Однако франкоманство не мешало Анненскому пользоваться словарем чисто-народной речи, прозаизмами и словечками разговорными, уменьшительными и бытовыми, отдающими некрасовским колоритом: ишь-ты, ну-ка, где уж и т. д. Сочетанием иностранных заимствований с простонародными оборотами он особенно дорожил, и как характерно это для всего склада его личности, пронизанной средиземноморской культурой и, вместе, такой до предела русской!
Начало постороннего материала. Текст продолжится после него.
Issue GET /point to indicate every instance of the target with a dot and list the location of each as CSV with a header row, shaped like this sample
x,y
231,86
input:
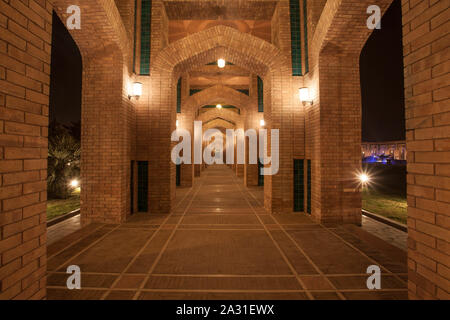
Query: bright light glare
x,y
364,178
221,63
304,95
137,89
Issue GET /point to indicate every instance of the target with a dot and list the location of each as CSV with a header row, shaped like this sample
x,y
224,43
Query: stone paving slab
x,y
219,243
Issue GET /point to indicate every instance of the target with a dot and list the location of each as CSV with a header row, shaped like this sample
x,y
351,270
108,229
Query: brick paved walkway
x,y
219,243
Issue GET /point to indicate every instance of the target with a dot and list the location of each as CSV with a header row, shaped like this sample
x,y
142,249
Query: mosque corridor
x,y
219,243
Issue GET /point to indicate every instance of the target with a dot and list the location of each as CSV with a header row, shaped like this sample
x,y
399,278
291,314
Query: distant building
x,y
394,149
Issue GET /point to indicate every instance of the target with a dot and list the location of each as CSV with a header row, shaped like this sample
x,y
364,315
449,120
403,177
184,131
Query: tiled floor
x,y
219,243
390,234
62,229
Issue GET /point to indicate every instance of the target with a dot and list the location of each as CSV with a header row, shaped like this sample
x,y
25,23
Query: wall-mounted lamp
x,y
221,63
305,96
136,90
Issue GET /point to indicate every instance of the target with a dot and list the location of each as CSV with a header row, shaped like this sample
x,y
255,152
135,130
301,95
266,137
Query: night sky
x,y
65,79
381,67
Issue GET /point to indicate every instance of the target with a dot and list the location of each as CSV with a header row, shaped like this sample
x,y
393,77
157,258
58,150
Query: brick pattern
x,y
25,46
426,62
335,126
337,32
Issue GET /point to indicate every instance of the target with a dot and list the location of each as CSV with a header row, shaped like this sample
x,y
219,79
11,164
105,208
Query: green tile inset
x,y
296,45
146,24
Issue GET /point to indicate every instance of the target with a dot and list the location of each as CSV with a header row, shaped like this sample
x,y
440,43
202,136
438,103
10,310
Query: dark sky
x,y
382,92
381,67
65,79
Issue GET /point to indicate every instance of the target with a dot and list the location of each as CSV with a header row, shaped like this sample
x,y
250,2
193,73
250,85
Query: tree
x,y
64,152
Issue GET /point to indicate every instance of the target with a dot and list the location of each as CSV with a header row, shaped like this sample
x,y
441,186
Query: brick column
x,y
426,54
252,117
187,122
25,40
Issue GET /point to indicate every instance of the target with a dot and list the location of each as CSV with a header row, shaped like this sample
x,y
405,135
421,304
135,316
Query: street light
x,y
74,183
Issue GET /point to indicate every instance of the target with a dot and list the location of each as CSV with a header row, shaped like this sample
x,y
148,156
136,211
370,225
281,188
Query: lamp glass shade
x,y
137,89
221,63
304,95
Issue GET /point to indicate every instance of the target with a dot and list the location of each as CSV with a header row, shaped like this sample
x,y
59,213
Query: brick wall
x,y
426,62
25,46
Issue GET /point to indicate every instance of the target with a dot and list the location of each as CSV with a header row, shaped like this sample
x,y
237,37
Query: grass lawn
x,y
388,205
57,207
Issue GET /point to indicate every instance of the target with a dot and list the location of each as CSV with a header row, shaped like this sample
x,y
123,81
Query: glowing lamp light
x,y
74,183
305,96
136,90
221,63
364,178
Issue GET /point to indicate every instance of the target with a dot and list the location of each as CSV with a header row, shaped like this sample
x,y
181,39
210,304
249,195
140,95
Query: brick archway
x,y
105,108
335,80
254,54
223,114
220,94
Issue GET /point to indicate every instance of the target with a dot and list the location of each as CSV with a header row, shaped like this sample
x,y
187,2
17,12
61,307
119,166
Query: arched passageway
x,y
121,131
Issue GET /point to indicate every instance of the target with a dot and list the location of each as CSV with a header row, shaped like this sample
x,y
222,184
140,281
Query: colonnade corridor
x,y
219,243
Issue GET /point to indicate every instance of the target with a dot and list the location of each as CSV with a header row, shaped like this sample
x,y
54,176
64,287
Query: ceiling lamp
x,y
221,63
305,96
136,90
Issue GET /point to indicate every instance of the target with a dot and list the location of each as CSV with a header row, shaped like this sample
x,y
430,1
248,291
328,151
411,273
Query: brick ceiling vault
x,y
102,19
218,94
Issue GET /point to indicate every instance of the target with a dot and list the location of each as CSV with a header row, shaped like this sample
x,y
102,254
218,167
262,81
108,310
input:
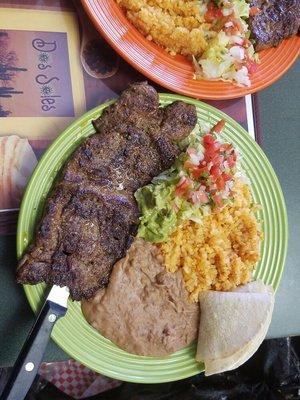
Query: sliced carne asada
x,y
91,216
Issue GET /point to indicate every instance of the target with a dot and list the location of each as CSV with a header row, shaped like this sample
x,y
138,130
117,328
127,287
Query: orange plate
x,y
176,73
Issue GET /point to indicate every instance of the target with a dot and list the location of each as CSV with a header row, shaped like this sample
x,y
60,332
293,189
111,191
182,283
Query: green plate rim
x,y
152,363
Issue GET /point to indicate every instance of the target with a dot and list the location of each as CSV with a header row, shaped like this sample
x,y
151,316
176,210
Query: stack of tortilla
x,y
233,325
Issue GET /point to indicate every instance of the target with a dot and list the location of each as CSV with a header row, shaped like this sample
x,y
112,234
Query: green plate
x,y
72,333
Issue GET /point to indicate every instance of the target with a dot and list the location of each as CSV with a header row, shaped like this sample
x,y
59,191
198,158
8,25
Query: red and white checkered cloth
x,y
75,379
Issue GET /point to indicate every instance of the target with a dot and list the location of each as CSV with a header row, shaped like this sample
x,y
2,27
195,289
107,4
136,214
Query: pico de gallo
x,y
230,54
200,181
207,176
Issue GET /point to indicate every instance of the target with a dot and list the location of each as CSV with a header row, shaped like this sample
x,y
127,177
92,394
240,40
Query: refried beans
x,y
144,310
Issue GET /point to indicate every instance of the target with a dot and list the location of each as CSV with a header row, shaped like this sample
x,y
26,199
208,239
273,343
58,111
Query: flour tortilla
x,y
233,325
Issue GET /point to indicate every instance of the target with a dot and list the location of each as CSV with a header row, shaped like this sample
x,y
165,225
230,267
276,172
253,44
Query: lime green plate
x,y
72,333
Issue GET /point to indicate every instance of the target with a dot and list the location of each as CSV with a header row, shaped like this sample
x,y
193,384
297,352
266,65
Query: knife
x,y
30,357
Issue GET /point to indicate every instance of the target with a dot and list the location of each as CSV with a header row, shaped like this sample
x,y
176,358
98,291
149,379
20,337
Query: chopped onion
x,y
237,52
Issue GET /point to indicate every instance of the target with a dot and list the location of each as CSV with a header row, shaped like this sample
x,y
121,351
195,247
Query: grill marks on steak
x,y
277,20
91,217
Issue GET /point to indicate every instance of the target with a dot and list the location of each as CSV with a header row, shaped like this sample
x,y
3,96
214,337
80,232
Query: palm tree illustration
x,y
8,71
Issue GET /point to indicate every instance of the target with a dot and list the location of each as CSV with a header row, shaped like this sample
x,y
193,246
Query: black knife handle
x,y
30,357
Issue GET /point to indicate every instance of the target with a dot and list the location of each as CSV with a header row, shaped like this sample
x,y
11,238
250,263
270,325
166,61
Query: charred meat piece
x,y
91,217
277,20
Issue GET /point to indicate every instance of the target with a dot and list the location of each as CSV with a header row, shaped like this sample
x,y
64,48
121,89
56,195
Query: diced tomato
x,y
182,186
231,161
246,43
211,151
254,11
217,200
191,151
219,126
238,25
199,197
220,183
225,147
208,140
213,13
226,177
218,160
189,166
215,172
199,171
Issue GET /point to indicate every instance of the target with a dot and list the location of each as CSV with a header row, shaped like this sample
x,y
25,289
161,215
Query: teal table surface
x,y
280,123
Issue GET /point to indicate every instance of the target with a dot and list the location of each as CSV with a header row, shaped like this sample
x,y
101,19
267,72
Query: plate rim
x,y
101,107
87,5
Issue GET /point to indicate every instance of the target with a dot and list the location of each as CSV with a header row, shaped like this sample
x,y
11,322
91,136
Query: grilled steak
x,y
91,217
277,20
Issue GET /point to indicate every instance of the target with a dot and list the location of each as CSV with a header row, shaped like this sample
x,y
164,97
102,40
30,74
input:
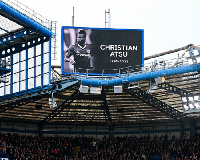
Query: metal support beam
x,y
13,36
105,105
60,108
156,103
173,89
12,49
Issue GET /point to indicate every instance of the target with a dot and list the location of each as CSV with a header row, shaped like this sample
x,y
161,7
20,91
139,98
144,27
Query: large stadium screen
x,y
100,49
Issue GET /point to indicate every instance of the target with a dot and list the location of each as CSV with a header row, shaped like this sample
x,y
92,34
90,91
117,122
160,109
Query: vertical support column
x,y
49,61
20,71
182,128
26,82
11,76
34,50
193,128
40,128
42,64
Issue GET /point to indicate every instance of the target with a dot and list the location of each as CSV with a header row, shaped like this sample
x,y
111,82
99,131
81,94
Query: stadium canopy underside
x,y
135,105
132,106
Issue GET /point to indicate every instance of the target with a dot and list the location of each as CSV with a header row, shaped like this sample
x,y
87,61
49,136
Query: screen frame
x,y
72,27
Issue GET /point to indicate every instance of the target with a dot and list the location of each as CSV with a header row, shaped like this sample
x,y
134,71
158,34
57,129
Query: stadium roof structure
x,y
133,105
20,24
136,104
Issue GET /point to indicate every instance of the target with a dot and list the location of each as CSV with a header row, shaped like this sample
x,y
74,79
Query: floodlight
x,y
196,98
186,107
184,99
190,98
191,106
197,105
198,59
190,61
187,54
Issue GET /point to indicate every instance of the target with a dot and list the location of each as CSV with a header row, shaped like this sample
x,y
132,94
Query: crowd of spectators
x,y
22,147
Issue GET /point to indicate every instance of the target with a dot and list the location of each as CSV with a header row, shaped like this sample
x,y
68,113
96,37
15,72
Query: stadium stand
x,y
44,115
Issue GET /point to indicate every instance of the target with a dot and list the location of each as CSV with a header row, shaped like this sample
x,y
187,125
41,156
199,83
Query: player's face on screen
x,y
80,38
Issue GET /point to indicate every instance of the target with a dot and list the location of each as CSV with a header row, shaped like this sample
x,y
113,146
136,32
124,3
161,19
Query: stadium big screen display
x,y
97,49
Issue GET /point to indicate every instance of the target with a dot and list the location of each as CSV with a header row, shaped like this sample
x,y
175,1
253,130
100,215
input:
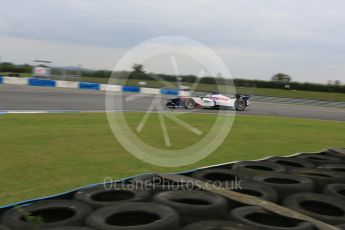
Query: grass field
x,y
44,154
327,96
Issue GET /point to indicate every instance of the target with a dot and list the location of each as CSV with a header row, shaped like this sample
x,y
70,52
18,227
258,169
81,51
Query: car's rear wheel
x,y
240,104
190,104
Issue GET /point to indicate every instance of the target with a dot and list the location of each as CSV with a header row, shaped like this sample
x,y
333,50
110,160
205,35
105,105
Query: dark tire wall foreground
x,y
312,184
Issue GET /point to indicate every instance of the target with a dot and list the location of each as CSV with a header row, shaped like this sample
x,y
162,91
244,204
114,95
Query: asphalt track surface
x,y
29,98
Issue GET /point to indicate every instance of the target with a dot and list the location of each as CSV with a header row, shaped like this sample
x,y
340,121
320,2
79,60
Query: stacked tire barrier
x,y
300,192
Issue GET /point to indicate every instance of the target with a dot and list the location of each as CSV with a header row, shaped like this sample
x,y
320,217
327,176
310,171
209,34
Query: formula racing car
x,y
238,102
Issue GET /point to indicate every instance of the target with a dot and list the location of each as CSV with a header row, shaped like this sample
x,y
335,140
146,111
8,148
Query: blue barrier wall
x,y
41,82
169,91
88,85
133,89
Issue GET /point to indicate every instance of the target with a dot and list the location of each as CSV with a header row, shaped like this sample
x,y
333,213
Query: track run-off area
x,y
29,98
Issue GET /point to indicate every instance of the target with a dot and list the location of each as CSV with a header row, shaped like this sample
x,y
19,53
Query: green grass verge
x,y
44,154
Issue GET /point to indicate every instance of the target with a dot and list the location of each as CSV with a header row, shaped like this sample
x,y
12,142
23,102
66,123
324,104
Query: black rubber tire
x,y
70,228
54,213
257,167
325,208
339,168
98,196
341,226
261,219
319,159
286,184
217,225
337,190
291,163
240,104
3,227
194,206
225,176
320,177
156,184
134,216
259,190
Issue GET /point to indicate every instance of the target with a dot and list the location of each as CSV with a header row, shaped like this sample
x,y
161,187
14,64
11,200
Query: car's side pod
x,y
245,97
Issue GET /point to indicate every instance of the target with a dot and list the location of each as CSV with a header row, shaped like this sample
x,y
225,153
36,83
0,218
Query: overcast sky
x,y
303,38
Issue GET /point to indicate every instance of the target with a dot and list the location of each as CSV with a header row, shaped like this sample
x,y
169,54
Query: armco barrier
x,y
41,82
88,85
132,89
169,91
67,84
164,91
15,80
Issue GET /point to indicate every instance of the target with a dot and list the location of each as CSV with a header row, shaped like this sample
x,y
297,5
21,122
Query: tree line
x,y
278,81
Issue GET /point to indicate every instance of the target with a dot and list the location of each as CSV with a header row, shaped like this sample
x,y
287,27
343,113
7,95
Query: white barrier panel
x,y
184,93
105,87
150,90
67,84
15,80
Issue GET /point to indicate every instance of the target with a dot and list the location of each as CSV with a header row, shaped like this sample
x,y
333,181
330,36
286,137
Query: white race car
x,y
238,102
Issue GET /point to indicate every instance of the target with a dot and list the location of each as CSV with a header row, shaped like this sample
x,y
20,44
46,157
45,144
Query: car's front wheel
x,y
240,104
190,104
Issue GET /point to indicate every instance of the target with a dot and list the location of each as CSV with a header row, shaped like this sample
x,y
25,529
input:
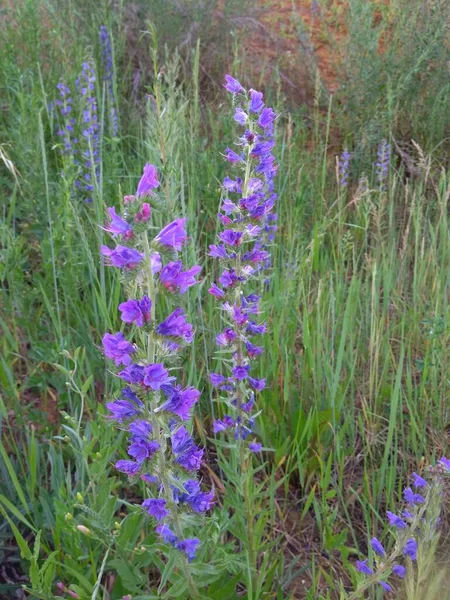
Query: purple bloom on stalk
x,y
180,401
385,586
255,446
377,547
156,507
363,567
118,226
128,467
189,547
122,256
175,325
187,454
399,570
412,498
396,521
419,481
148,182
156,375
133,374
240,372
223,424
173,235
256,101
410,549
117,348
232,85
137,311
240,116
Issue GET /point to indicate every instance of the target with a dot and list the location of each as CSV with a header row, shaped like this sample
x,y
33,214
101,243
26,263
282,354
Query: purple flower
x,y
230,237
377,547
187,454
412,498
128,467
266,119
419,481
180,401
156,375
118,226
156,507
175,325
117,348
189,547
256,101
240,116
399,570
410,549
223,424
148,182
396,521
216,291
240,372
363,567
385,586
255,446
132,374
232,85
173,235
122,256
136,311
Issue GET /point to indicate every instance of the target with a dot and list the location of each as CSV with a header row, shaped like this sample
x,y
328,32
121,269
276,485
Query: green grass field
x,y
358,310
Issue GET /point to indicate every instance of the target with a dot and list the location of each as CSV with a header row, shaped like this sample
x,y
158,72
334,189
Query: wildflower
x,y
410,549
377,547
399,570
363,567
148,182
396,521
173,235
136,311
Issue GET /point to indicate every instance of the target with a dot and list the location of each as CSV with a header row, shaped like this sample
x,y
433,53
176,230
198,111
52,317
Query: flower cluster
x,y
382,164
90,167
415,525
152,407
108,78
246,213
343,167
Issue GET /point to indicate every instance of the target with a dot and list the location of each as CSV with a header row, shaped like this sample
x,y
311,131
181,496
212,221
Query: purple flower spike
x,y
232,85
396,521
173,235
377,547
156,507
148,182
118,226
256,101
419,481
363,567
410,549
117,348
136,311
399,571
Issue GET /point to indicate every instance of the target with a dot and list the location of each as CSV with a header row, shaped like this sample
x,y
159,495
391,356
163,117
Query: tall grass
x,y
358,305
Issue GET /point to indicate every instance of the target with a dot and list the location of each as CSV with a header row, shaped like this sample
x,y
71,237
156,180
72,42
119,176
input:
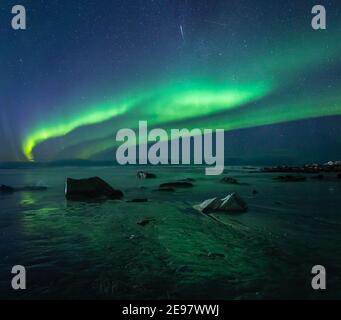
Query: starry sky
x,y
84,69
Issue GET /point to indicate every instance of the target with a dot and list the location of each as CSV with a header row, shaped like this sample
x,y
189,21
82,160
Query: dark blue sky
x,y
80,58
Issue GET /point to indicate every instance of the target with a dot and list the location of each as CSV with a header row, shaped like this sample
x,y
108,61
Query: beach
x,y
98,249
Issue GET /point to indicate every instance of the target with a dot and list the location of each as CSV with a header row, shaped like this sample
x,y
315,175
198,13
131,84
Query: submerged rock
x,y
6,189
231,203
290,178
145,175
138,200
229,180
166,189
210,205
144,222
91,188
177,184
188,180
212,255
318,177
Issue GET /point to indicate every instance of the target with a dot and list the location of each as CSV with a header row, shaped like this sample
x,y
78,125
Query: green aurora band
x,y
209,103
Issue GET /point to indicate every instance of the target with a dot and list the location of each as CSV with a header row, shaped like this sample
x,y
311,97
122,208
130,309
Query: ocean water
x,y
96,250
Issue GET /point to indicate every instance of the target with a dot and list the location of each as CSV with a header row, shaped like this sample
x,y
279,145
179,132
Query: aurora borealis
x,y
82,71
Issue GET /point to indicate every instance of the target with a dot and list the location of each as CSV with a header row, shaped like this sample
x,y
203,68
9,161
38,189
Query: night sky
x,y
83,69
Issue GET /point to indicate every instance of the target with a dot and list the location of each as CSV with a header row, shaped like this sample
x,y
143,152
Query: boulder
x,y
231,203
166,189
229,180
6,189
145,175
91,188
290,178
177,184
144,222
138,200
209,205
318,177
188,180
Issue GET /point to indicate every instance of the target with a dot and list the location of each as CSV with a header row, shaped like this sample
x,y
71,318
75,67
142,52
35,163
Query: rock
x,y
229,180
318,177
91,188
215,255
212,255
177,184
28,188
6,189
165,189
138,200
144,222
231,203
188,180
210,205
290,178
330,166
145,175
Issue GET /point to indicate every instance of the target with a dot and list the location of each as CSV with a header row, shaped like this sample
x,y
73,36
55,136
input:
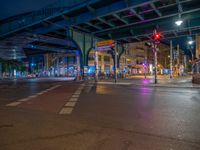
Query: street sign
x,y
104,48
105,43
85,69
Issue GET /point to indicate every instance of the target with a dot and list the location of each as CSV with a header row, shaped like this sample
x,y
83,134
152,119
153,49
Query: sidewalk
x,y
181,82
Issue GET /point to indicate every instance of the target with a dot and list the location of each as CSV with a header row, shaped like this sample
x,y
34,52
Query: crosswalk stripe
x,y
66,110
70,104
13,104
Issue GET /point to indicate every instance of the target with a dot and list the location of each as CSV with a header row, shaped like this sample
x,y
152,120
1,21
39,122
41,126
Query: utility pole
x,y
155,62
115,70
96,65
171,57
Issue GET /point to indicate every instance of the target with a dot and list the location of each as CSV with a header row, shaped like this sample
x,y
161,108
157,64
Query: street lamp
x,y
190,46
179,21
190,42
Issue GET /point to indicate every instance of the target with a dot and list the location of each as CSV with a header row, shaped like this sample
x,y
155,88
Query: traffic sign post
x,y
108,45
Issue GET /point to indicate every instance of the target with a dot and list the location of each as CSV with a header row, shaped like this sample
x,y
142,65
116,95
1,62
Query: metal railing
x,y
196,67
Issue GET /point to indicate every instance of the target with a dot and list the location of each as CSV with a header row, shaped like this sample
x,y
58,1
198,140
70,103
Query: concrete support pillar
x,y
0,70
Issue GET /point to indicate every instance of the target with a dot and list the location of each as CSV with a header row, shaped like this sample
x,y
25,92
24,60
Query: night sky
x,y
13,7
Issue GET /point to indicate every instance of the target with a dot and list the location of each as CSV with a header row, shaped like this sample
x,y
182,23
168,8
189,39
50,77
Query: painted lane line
x,y
73,99
75,96
13,104
66,110
33,96
77,92
70,104
24,99
40,93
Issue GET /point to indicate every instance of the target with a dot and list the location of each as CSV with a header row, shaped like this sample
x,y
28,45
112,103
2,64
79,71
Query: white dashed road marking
x,y
74,96
15,103
70,104
73,99
67,110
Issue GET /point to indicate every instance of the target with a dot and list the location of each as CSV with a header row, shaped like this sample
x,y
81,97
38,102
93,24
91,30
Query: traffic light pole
x,y
115,70
171,57
155,63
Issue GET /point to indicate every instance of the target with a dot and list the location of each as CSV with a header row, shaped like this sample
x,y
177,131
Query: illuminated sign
x,y
105,45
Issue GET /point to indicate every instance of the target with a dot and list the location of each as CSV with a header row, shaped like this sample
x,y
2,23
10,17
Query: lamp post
x,y
156,41
171,57
115,70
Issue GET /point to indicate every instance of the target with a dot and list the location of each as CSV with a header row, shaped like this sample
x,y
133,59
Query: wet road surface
x,y
102,117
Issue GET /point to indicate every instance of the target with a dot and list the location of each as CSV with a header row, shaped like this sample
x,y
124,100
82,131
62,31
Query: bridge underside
x,y
64,27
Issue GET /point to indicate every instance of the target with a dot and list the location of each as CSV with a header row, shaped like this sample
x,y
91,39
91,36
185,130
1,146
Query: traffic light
x,y
156,36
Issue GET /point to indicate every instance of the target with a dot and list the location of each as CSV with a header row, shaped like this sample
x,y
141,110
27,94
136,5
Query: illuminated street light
x,y
179,22
190,42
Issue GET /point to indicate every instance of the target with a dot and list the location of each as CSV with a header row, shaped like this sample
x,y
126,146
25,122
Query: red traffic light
x,y
157,36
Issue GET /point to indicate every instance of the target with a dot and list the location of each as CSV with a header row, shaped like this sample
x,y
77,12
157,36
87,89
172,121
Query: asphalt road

Не знаю, был ли Анненский очень одарен, как инструменталист стихотворной строки... Стихам его зачастую недостает текучести: "не льются"; надо по многу раз вчитаться в них, чтобы за внешней угловатостью услышать внутреннюю музыку; на его пиррихиях спотыкаешься, соседство согласных не всегда благозвучно... Тут при многом, конечно, и чисто-технические навыки. Анненский начал писать стихи еще в отроческие годы, но техника его вырабатывалась медленно, и до самой смерти не переставал он работать упорно над тем, что принято называть "формой" в поэзии. В. Кривич в предисловии к изданию посмертных стихов отца (1923, изд. "Картонный домик") так говорит об этой формальной его добросовестности: "Необыкновенно легко владевший стихом, Анненский в то же время был поэтом и чрезвычайной требовательности к себе, и очень капризным. Стихи свои он исправлял, изменял и переделывал по многу раз, и не только во время черновой работы, но и в беловых экземплярах, и даже в позднейших списках, причем из сопоставления текстов иногда можно видеть, что замена одного слова другим или видоизменение целой строки объясняется не внутренними свойствами или внешним построением стихотворения, а были сделаны главным образом потому, что такое изменение отвечало желанию поэта в данный момент". "Анненский часто писал свои вещи заново по нескольку раз и в разное время, благодаря чему некоторые стихи имеют по два и более черновиков, - частичных и целых".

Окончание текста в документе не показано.